In the Ji-jang-bosaldo painting, which was drawn during the Koryo Dynasty, there is a dog with long hair around its face lying down near the feet of Ji-jang-bosal. Ji-jang is holding a luxurious marble with his right hand and making symbolic signs with his left hand in front of his chest as he is sitting, facing the front, in Zen meditation form on top of a boulder.
Three sacred buddha images are displayed in the sides. The figure in the right is Seung-hyung, holding a long monk staff with both of his hands and the other figure in the left is Si-wang, one of the ten judges in the afterlife (according to Buddhist belief) who receives a box with his hands and crown around his head. From ancient times, this work has been called Ji-gil-sang-suk-ga, but its unique content, which has no origin, is believed to have some connection to Ji-jang-si-wang-gyung and China's fables within do-myung paintings. According to documents in China, the Ji-jang figure found in the Buddhist realm of Chinese and Japanese history is actually Kyo-gak Kim, who lived during China's Tang Dynasty and was a well respected teacher of Silla Dynasty.

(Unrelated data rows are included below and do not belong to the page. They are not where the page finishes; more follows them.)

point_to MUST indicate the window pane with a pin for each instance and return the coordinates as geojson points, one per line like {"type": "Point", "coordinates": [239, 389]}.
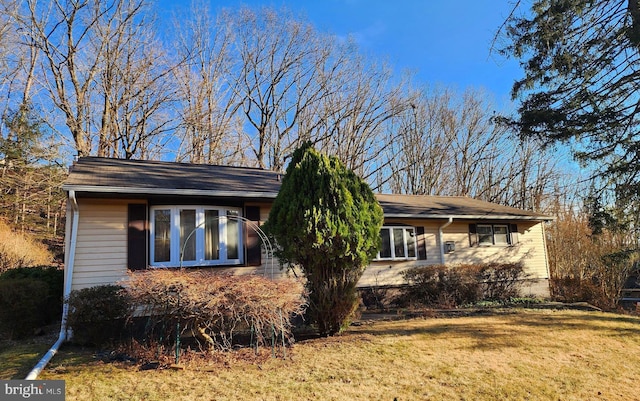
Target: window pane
{"type": "Point", "coordinates": [187, 233]}
{"type": "Point", "coordinates": [211, 235]}
{"type": "Point", "coordinates": [233, 231]}
{"type": "Point", "coordinates": [398, 242]}
{"type": "Point", "coordinates": [385, 250]}
{"type": "Point", "coordinates": [485, 235]}
{"type": "Point", "coordinates": [411, 243]}
{"type": "Point", "coordinates": [162, 235]}
{"type": "Point", "coordinates": [500, 235]}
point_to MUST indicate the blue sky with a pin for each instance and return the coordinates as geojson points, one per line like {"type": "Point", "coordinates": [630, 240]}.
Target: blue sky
{"type": "Point", "coordinates": [443, 42]}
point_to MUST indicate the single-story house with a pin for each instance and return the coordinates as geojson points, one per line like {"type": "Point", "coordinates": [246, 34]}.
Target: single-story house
{"type": "Point", "coordinates": [131, 215]}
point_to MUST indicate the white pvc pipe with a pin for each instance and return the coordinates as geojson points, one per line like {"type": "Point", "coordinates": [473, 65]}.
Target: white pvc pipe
{"type": "Point", "coordinates": [71, 253]}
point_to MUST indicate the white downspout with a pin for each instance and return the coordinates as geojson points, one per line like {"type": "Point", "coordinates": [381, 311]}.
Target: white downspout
{"type": "Point", "coordinates": [442, 227]}
{"type": "Point", "coordinates": [68, 276]}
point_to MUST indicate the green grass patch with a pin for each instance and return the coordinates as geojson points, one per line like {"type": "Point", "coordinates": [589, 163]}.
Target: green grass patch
{"type": "Point", "coordinates": [523, 355]}
{"type": "Point", "coordinates": [16, 360]}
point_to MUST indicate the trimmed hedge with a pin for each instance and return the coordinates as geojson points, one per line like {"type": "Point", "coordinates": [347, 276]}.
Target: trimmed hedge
{"type": "Point", "coordinates": [452, 286]}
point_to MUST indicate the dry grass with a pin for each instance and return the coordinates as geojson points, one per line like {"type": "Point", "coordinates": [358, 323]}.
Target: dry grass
{"type": "Point", "coordinates": [21, 250]}
{"type": "Point", "coordinates": [528, 355]}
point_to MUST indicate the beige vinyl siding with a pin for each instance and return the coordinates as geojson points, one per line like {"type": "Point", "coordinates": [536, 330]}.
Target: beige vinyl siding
{"type": "Point", "coordinates": [530, 251]}
{"type": "Point", "coordinates": [389, 272]}
{"type": "Point", "coordinates": [101, 247]}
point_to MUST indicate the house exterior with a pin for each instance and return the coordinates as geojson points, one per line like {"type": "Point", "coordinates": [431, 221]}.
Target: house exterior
{"type": "Point", "coordinates": [132, 215]}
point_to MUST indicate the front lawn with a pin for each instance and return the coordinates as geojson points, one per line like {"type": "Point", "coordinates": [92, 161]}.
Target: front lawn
{"type": "Point", "coordinates": [514, 355]}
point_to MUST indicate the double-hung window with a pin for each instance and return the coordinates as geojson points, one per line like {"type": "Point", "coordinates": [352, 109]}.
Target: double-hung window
{"type": "Point", "coordinates": [195, 236]}
{"type": "Point", "coordinates": [398, 243]}
{"type": "Point", "coordinates": [493, 234]}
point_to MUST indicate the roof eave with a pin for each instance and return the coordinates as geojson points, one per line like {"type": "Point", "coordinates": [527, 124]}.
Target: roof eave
{"type": "Point", "coordinates": [466, 217]}
{"type": "Point", "coordinates": [168, 191]}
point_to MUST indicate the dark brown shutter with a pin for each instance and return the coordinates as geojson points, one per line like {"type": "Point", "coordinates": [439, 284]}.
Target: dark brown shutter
{"type": "Point", "coordinates": [513, 233]}
{"type": "Point", "coordinates": [137, 234]}
{"type": "Point", "coordinates": [254, 253]}
{"type": "Point", "coordinates": [473, 235]}
{"type": "Point", "coordinates": [422, 244]}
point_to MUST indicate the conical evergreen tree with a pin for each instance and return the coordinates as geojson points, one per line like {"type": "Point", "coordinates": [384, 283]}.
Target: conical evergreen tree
{"type": "Point", "coordinates": [326, 221]}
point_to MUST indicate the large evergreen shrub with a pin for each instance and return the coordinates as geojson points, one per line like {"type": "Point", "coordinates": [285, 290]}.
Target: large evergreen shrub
{"type": "Point", "coordinates": [326, 221]}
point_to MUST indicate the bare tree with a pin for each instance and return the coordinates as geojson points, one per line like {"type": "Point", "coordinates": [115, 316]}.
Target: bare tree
{"type": "Point", "coordinates": [210, 129]}
{"type": "Point", "coordinates": [420, 156]}
{"type": "Point", "coordinates": [88, 47]}
{"type": "Point", "coordinates": [134, 84]}
{"type": "Point", "coordinates": [279, 75]}
{"type": "Point", "coordinates": [361, 102]}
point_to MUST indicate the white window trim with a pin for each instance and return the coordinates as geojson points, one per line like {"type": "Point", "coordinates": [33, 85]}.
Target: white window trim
{"type": "Point", "coordinates": [493, 234]}
{"type": "Point", "coordinates": [405, 235]}
{"type": "Point", "coordinates": [198, 235]}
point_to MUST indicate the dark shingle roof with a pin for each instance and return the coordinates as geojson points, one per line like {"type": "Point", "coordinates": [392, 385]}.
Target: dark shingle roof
{"type": "Point", "coordinates": [118, 176]}
{"type": "Point", "coordinates": [417, 206]}
{"type": "Point", "coordinates": [104, 175]}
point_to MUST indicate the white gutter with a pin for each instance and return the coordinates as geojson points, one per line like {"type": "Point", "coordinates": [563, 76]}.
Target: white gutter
{"type": "Point", "coordinates": [68, 275]}
{"type": "Point", "coordinates": [168, 191]}
{"type": "Point", "coordinates": [442, 227]}
{"type": "Point", "coordinates": [468, 216]}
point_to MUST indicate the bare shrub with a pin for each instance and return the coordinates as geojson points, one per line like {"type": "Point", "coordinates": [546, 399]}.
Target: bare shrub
{"type": "Point", "coordinates": [501, 281]}
{"type": "Point", "coordinates": [214, 307]}
{"type": "Point", "coordinates": [442, 286]}
{"type": "Point", "coordinates": [20, 250]}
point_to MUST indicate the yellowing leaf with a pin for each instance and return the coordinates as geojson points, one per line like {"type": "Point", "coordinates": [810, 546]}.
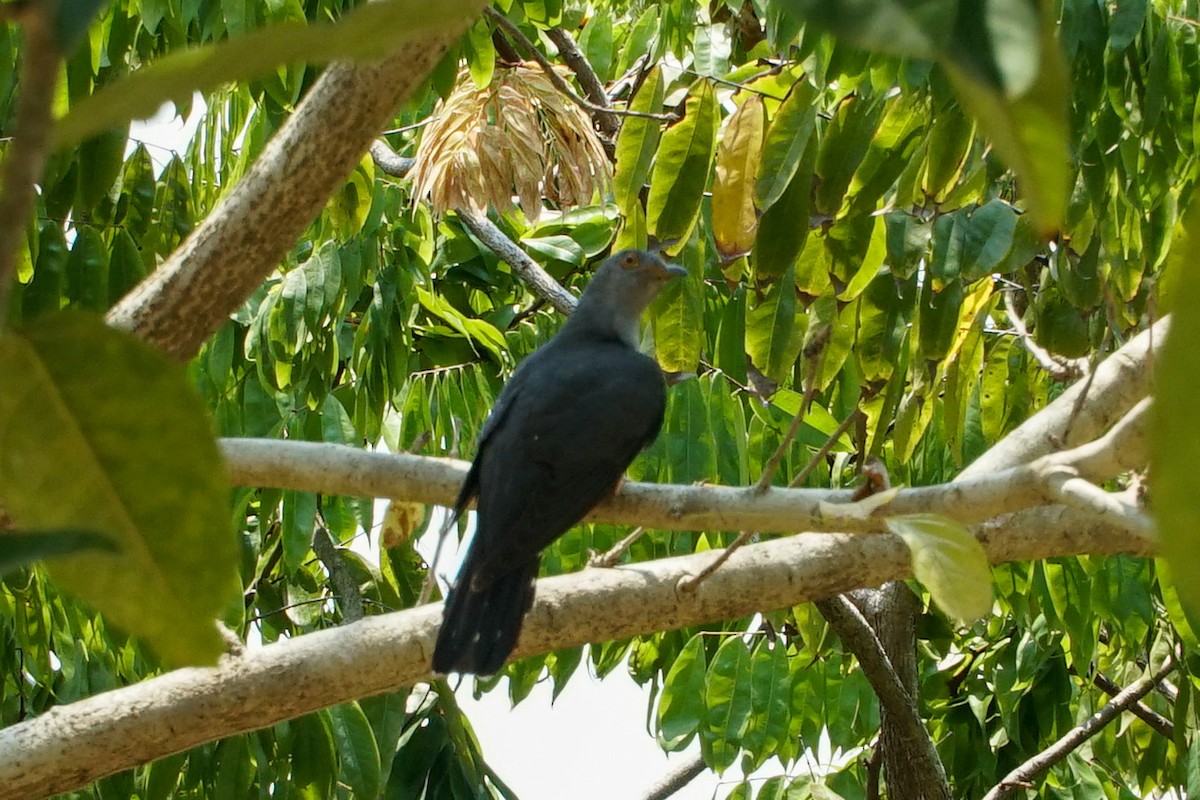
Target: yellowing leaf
{"type": "Point", "coordinates": [100, 432]}
{"type": "Point", "coordinates": [949, 561]}
{"type": "Point", "coordinates": [400, 522]}
{"type": "Point", "coordinates": [735, 220]}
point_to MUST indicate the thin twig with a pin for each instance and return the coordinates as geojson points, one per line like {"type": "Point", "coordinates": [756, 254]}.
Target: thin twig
{"type": "Point", "coordinates": [30, 146]}
{"type": "Point", "coordinates": [1139, 709]}
{"type": "Point", "coordinates": [609, 558]}
{"type": "Point", "coordinates": [587, 77]}
{"type": "Point", "coordinates": [557, 79]}
{"type": "Point", "coordinates": [693, 581]}
{"type": "Point", "coordinates": [1023, 776]}
{"type": "Point", "coordinates": [390, 161]}
{"type": "Point", "coordinates": [803, 475]}
{"type": "Point", "coordinates": [813, 356]}
{"type": "Point", "coordinates": [859, 638]}
{"type": "Point", "coordinates": [535, 277]}
{"type": "Point", "coordinates": [346, 588]}
{"type": "Point", "coordinates": [678, 777]}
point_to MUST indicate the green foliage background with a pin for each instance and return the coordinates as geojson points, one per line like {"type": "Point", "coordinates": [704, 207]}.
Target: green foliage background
{"type": "Point", "coordinates": [912, 161]}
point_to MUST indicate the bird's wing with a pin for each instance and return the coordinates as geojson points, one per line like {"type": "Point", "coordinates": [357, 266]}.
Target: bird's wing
{"type": "Point", "coordinates": [580, 417]}
{"type": "Point", "coordinates": [469, 488]}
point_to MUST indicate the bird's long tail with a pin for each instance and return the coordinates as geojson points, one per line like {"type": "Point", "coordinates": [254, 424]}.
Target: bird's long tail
{"type": "Point", "coordinates": [480, 626]}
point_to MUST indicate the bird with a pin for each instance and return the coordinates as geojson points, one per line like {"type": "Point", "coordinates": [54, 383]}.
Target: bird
{"type": "Point", "coordinates": [564, 428]}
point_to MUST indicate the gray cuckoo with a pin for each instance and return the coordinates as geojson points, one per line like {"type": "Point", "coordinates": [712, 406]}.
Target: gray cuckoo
{"type": "Point", "coordinates": [563, 431]}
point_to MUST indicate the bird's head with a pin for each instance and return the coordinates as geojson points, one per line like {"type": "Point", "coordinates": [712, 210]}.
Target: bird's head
{"type": "Point", "coordinates": [621, 290]}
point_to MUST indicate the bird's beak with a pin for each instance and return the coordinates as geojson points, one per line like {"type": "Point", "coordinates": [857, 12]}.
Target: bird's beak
{"type": "Point", "coordinates": [673, 271]}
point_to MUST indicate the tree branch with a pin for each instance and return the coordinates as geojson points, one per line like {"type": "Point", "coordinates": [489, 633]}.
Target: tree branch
{"type": "Point", "coordinates": [231, 253]}
{"type": "Point", "coordinates": [587, 77]}
{"type": "Point", "coordinates": [678, 777]}
{"type": "Point", "coordinates": [339, 469]}
{"type": "Point", "coordinates": [856, 633]}
{"type": "Point", "coordinates": [73, 745]}
{"type": "Point", "coordinates": [34, 122]}
{"type": "Point", "coordinates": [537, 278]}
{"type": "Point", "coordinates": [1024, 775]}
{"type": "Point", "coordinates": [557, 79]}
{"type": "Point", "coordinates": [389, 161]}
{"type": "Point", "coordinates": [1117, 384]}
{"type": "Point", "coordinates": [346, 589]}
{"type": "Point", "coordinates": [1139, 709]}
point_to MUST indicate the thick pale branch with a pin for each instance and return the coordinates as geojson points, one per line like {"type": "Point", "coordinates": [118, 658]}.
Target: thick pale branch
{"type": "Point", "coordinates": [1119, 383]}
{"type": "Point", "coordinates": [72, 745]}
{"type": "Point", "coordinates": [337, 469]}
{"type": "Point", "coordinates": [229, 254]}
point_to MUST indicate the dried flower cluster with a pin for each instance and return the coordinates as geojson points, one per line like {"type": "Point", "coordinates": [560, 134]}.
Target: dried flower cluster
{"type": "Point", "coordinates": [516, 138]}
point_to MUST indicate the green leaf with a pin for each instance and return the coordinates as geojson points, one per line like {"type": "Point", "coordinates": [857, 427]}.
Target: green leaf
{"type": "Point", "coordinates": [101, 432]}
{"type": "Point", "coordinates": [681, 168]}
{"type": "Point", "coordinates": [949, 561]}
{"type": "Point", "coordinates": [358, 752]}
{"type": "Point", "coordinates": [71, 20]}
{"type": "Point", "coordinates": [844, 145]}
{"type": "Point", "coordinates": [1029, 128]}
{"type": "Point", "coordinates": [735, 218]}
{"type": "Point", "coordinates": [784, 228]}
{"type": "Point", "coordinates": [682, 703]}
{"type": "Point", "coordinates": [88, 271]}
{"type": "Point", "coordinates": [1175, 431]}
{"type": "Point", "coordinates": [101, 160]}
{"type": "Point", "coordinates": [45, 292]}
{"type": "Point", "coordinates": [678, 312]}
{"type": "Point", "coordinates": [21, 548]}
{"type": "Point", "coordinates": [949, 142]}
{"type": "Point", "coordinates": [313, 756]}
{"type": "Point", "coordinates": [774, 329]}
{"type": "Point", "coordinates": [727, 695]}
{"type": "Point", "coordinates": [789, 139]}
{"type": "Point", "coordinates": [1126, 22]}
{"type": "Point", "coordinates": [125, 266]}
{"type": "Point", "coordinates": [367, 32]}
{"type": "Point", "coordinates": [636, 142]}
{"type": "Point", "coordinates": [771, 701]}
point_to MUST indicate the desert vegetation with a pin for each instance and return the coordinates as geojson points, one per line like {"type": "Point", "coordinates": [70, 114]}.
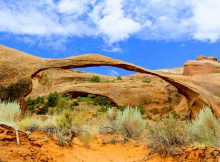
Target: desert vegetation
{"type": "Point", "coordinates": [63, 116]}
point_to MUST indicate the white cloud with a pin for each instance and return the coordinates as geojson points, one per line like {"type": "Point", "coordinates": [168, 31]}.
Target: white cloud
{"type": "Point", "coordinates": [206, 20]}
{"type": "Point", "coordinates": [113, 20]}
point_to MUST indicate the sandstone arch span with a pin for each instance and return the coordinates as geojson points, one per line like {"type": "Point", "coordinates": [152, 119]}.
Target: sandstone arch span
{"type": "Point", "coordinates": [19, 66]}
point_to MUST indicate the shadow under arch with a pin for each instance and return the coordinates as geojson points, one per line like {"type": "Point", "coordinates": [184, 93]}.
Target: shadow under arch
{"type": "Point", "coordinates": [94, 60]}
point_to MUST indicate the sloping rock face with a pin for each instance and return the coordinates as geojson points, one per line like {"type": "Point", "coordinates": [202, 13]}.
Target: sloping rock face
{"type": "Point", "coordinates": [156, 95]}
{"type": "Point", "coordinates": [202, 65]}
{"type": "Point", "coordinates": [20, 70]}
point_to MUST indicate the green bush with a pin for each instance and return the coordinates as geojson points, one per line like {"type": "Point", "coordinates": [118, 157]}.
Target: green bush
{"type": "Point", "coordinates": [9, 113]}
{"type": "Point", "coordinates": [39, 100]}
{"type": "Point", "coordinates": [204, 130]}
{"type": "Point", "coordinates": [147, 80]}
{"type": "Point", "coordinates": [127, 122]}
{"type": "Point", "coordinates": [141, 109]}
{"type": "Point", "coordinates": [95, 79]}
{"type": "Point", "coordinates": [166, 137]}
{"type": "Point", "coordinates": [75, 103]}
{"type": "Point", "coordinates": [101, 100]}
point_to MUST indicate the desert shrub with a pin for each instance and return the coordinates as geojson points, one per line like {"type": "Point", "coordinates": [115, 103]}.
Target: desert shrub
{"type": "Point", "coordinates": [147, 80]}
{"type": "Point", "coordinates": [75, 103]}
{"type": "Point", "coordinates": [141, 109]}
{"type": "Point", "coordinates": [127, 122]}
{"type": "Point", "coordinates": [52, 99]}
{"type": "Point", "coordinates": [95, 79]}
{"type": "Point", "coordinates": [166, 137]}
{"type": "Point", "coordinates": [32, 123]}
{"type": "Point", "coordinates": [204, 130]}
{"type": "Point", "coordinates": [86, 138]}
{"type": "Point", "coordinates": [69, 126]}
{"type": "Point", "coordinates": [39, 100]}
{"type": "Point", "coordinates": [91, 96]}
{"type": "Point", "coordinates": [101, 100]}
{"type": "Point", "coordinates": [9, 113]}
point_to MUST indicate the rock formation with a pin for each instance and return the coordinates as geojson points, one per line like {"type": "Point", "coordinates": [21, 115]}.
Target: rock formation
{"type": "Point", "coordinates": [21, 73]}
{"type": "Point", "coordinates": [202, 65]}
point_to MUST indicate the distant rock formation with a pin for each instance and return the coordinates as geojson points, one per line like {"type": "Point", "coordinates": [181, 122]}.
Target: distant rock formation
{"type": "Point", "coordinates": [22, 74]}
{"type": "Point", "coordinates": [202, 65]}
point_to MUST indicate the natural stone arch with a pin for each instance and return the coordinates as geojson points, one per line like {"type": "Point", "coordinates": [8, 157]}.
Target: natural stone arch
{"type": "Point", "coordinates": [23, 66]}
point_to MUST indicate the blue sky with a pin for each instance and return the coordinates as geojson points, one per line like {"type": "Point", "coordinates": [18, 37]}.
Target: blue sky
{"type": "Point", "coordinates": [150, 33]}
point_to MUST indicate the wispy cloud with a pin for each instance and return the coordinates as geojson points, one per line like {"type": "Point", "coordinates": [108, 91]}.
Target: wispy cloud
{"type": "Point", "coordinates": [112, 20]}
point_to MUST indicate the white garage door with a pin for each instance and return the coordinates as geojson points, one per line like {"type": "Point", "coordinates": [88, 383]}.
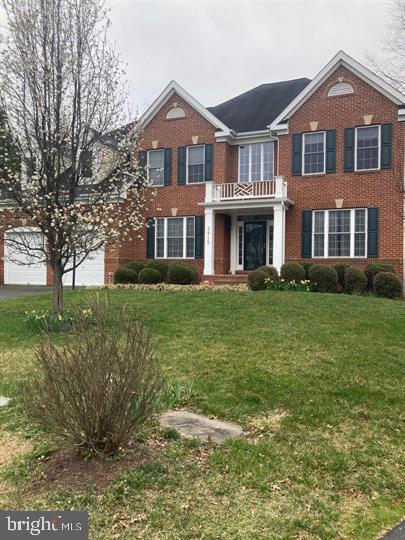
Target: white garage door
{"type": "Point", "coordinates": [20, 268]}
{"type": "Point", "coordinates": [90, 272]}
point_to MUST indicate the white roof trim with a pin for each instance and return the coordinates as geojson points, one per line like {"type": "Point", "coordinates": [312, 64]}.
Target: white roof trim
{"type": "Point", "coordinates": [174, 88]}
{"type": "Point", "coordinates": [340, 59]}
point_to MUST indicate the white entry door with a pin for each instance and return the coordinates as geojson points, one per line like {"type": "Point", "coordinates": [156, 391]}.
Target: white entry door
{"type": "Point", "coordinates": [20, 268]}
{"type": "Point", "coordinates": [90, 272]}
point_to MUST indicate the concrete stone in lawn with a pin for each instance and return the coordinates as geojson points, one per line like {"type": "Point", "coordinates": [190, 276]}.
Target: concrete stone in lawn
{"type": "Point", "coordinates": [200, 427]}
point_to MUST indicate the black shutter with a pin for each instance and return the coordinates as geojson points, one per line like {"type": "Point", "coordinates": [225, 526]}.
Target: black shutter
{"type": "Point", "coordinates": [181, 165]}
{"type": "Point", "coordinates": [297, 154]}
{"type": "Point", "coordinates": [199, 235]}
{"type": "Point", "coordinates": [168, 167]}
{"type": "Point", "coordinates": [150, 239]}
{"type": "Point", "coordinates": [386, 145]}
{"type": "Point", "coordinates": [331, 150]}
{"type": "Point", "coordinates": [349, 149]}
{"type": "Point", "coordinates": [372, 230]}
{"type": "Point", "coordinates": [208, 162]}
{"type": "Point", "coordinates": [87, 161]}
{"type": "Point", "coordinates": [143, 163]}
{"type": "Point", "coordinates": [306, 247]}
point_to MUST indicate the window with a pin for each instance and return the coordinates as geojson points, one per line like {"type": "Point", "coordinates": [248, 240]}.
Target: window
{"type": "Point", "coordinates": [367, 148]}
{"type": "Point", "coordinates": [256, 162]}
{"type": "Point", "coordinates": [175, 238]}
{"type": "Point", "coordinates": [156, 167]}
{"type": "Point", "coordinates": [339, 233]}
{"type": "Point", "coordinates": [175, 112]}
{"type": "Point", "coordinates": [340, 89]}
{"type": "Point", "coordinates": [195, 164]}
{"type": "Point", "coordinates": [313, 155]}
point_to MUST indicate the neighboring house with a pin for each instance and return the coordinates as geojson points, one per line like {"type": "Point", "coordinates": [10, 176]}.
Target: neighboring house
{"type": "Point", "coordinates": [287, 171]}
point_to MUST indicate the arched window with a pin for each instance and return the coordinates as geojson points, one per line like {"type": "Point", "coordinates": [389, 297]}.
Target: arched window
{"type": "Point", "coordinates": [175, 112]}
{"type": "Point", "coordinates": [340, 89]}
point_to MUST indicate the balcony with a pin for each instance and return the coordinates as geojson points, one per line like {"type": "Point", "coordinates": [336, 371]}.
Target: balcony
{"type": "Point", "coordinates": [237, 191]}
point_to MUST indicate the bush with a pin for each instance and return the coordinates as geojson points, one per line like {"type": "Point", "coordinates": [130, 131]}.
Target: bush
{"type": "Point", "coordinates": [323, 278]}
{"type": "Point", "coordinates": [160, 266]}
{"type": "Point", "coordinates": [136, 267]}
{"type": "Point", "coordinates": [355, 280]}
{"type": "Point", "coordinates": [257, 280]}
{"type": "Point", "coordinates": [306, 265]}
{"type": "Point", "coordinates": [271, 272]}
{"type": "Point", "coordinates": [388, 285]}
{"type": "Point", "coordinates": [98, 387]}
{"type": "Point", "coordinates": [373, 268]}
{"type": "Point", "coordinates": [150, 275]}
{"type": "Point", "coordinates": [125, 275]}
{"type": "Point", "coordinates": [182, 274]}
{"type": "Point", "coordinates": [341, 272]}
{"type": "Point", "coordinates": [292, 272]}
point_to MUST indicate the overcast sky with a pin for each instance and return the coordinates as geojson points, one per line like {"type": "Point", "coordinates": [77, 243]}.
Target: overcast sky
{"type": "Point", "coordinates": [218, 49]}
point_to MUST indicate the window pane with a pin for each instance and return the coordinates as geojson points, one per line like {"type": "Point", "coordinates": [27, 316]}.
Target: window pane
{"type": "Point", "coordinates": [314, 153]}
{"type": "Point", "coordinates": [156, 167]}
{"type": "Point", "coordinates": [256, 162]}
{"type": "Point", "coordinates": [195, 164]}
{"type": "Point", "coordinates": [367, 147]}
{"type": "Point", "coordinates": [175, 227]}
{"type": "Point", "coordinates": [160, 227]}
{"type": "Point", "coordinates": [268, 160]}
{"type": "Point", "coordinates": [244, 163]}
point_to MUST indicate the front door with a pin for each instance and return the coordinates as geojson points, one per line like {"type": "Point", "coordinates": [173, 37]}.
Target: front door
{"type": "Point", "coordinates": [254, 244]}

In fact, according to nearly three hundred classic and modern literature records of China including Gu-hwa-san-ji and Sejo-jang-mun-hwa, Priest Kyo-gak Kim was born in July 15, 695 A.D. as the eldest son of Sung-duk-wang, who was the 33rd Emperor of Silla Dynasty. In 716 A.D., when Kim was 21 years old, he crossed over to Tang where he attained his Buddha-hood in Gu-hwa-san and later died in July 30, 794 A.D. at the age of 99. It is written in the literature records that Kim crossed over to Tang with a large Sapsaree in a sailing boat. Later, he settled in Ahn-hwee-sung, where he taught rice farming techniques. It is said that in the Buddhist shrine where Kim and his Sapsaree together performed penance, there are seven story high stone pagoda, a conservation palace that contains the body of Ji-jang, and a statue of Ji-jang riding on a Sapsaree dog, as well as many other precious keepsakes.
However, the pictures of Sasparees that were drawn during the Koryo Dynasty intentionally drew Sapsarees as unrealistic in order to depict them as mystical and arcane. The unique traits that are found in the face of Sapsarees commonly appearing in the Chosun Dynasty paintings include Goblin eyes, fist-like nose, large canine jaws, and drooping long-haired ears. A metal collar around the figure's neck implies that it is a dog, and all of the body areas excluding the face and armpit are drawn as bare skin. It was drawn this way to emphasize the mystical trait of Buddhist paintings. In other words, the dog was drawn and modified to look like a mystical dog that does not exist in the real world. No doubt this is a very interesting portrait of a dog that appears in Buddhist art.
It appears that dogs with long hair were recognized as a substitute for a lion and, consequently, considered as valuable in the high society of the Eastern Buddhist culture from long time ago.
The long-haired Tibetan Terrier of Tibet resembling the Sapsarees was considered valuable in the Lama Temple, so it earned the nickname of "Lion Dog" as it was believed to drive away ghosts.
During the Tang Dynasty, a small-size Chinese dog named Pekinis, whose nickname was "Golden Lion Dog," could only be raised by the royal family. Moreover, this long-haired dog, which is of Tibet origin, is known to have a blood-relationship with other Tibet dogs such as Rassaabso and Shitzu and thought to have been spread to China. The Ching Dog of Japan is known to have originally been a long-haired dog of Tibet that crossed over to Japan from China during the late 7th century. As expected, the Ching Dog was also considered an exclusive property that was enjoyed by the aristocratic society.
The oral tradition of long-haired dogs of the Unified-Silla period, particularly the Sapsarees, being raised only in royal palaces in the Gyeong-ju region and the relationship between the Priest Kyo-gak Kim, who was of the royal family, respected by both the Chinese and Japanese for being incarnation of Ji-jang-bosal and Sapsarees add to the credibility.
It is very interesting that the pet-raising culture of the three transoceanic nations (China, Japan, and Korea), which were influenced by religious ideology of Buddhism, can be learned through the Sapsaree, Lion dog.